А я перепрыгиваю на Дея. Уф, аж голова кругом.

— У тебя, видно, сильный поручитель, раз ты суешься к цветку папоротника, — щурит холодные глаза неблагой.

— Поручитель? Какой поручитель? Нет у меня никакого поручителя!

Какие-то правила неблагих, о которых нам неизвестно. И похоже, правила серьезные, раз Бранн не только приподнимает брови, но и стрижет острыми ушками.

— Ох ты, благой-благой! Ты же утонешь еще в Хрустальном море без поддержки неблагого королевской крови. Возвращайся откуда пришел.

Равнодушия уже нет, непонимания — целое болото. Дей злится, рычит, а Бранн продолжает:

— Что, Майлгуиру маловато показалось четырех волшебных предметов, он захотел средоточие магии? Сына не пожалел?

— Отец пытался запретить мне!

— Тогда что тебя занесло сюда? Гордыня, беда всех благих?! Подвигов захотелось, как у древних богов? Объясни мне, неблагому! Почему ты прешься по нашим и вашим землям, пугая все живое и не разбирая дороги? Думаешь, мне тут мало покойников, еще и благих хоронить?! — и смотрит зелеными глазюками в пол-лица.

О, я знал, я знал, чей это взгляд! Не он ли заманил нас на маковое поле?

— Что сподвигло тебя нарушить законы вашего двора и правила волков?

Дей открывает медальон.

— Она.

Я тоже смотрю, я подзабыл, какая ты, моя госпожа. На островке посветлело от твоих волос, а призрачные огоньки болота словно загорелись ярче.

— Алиенна, принцесса Солнца, — читает Бранн тонкую вязь. — Она… — ши замирает, вглядываясь в рисунок.

— Она прекрасна.

— Вы все-таки слепцы, благие. «Прекра-а-асна»! — дразнит он Дея. — Доброта, чистота, ясный огонь.

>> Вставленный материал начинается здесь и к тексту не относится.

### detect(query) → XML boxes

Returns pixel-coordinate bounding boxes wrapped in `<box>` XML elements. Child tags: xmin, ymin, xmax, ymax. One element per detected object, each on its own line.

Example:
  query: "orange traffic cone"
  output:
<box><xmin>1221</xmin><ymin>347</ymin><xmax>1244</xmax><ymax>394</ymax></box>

— Она умирает, — глухо выдыхает Дей, едва сдержав рычание в горле.

— Сколько вы были вместе?

Дей защелкивает медальон, сжимает его в руке.

— Одну ночь… И всю жизнь.

— Ладно! — хлопает себя по бедрам Бранн. — Не думал я, что вновь… До дворца путь неблизкий. Я провожу тебя.

— А как же твое болото?

Трясина булькает за границей островка, словно понимает, что говорят и думают сейчас о ней. Мне кажется, она хочет отомстить за своих Деток. Бранн приглядывается к трясине, к серому горизонту тревожно и беспокойно. Уголки длинных губ снова загибаются вниз, он хмурится и молчит.

Не нравится мне это, мой Дей, ой как не нравится! Мой Дей нетерпелив. Как и всегда. Ох уж эти волки.

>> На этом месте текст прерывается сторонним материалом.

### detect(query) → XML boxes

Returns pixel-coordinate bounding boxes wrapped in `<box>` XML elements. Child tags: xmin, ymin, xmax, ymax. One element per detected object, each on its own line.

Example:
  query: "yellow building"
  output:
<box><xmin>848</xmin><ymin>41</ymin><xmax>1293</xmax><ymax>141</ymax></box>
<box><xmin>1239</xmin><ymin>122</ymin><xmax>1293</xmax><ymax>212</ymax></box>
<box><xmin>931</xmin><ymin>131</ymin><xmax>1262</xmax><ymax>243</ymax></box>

— Мне нужно идти дальше! Ты видел! Я срочно должен попасть к Неблагому двору!

Дей расправляет плечи и опускает левую руку на кинжал. Бранн, однако, не оборачивается, не сводит глаз с Трясины, отвечает умиротворенно:

— Я помню, Дей, я видел, я знаю срочность твоего дела. Сегодня воздух другой, что-то изменилось. Будь так добр, не сходи… — застывает на месте, что-то углядев вдалеке.

Но тут нога волка касается первой кочки, болото выдыхает ровно и все пузыри на поверхности лопаются одновременно.

— …с острова, — произносит Бранн и оборачивается. Приподнимает брови, будто говоря: «Так сложно было дослушать?» — прихватывает моего волка за рукав и подтягивает обратно на остров так же спокойно.

— Она нас видит. Приготовься, просто Дей, мы разбудили что-то небывалое.

Трясина оживает в ответ. Бурлит, шевелится, ворчит. Просто всемирная клоака, а не болото!

— Что это? — щурится Дей, втягивая воздух.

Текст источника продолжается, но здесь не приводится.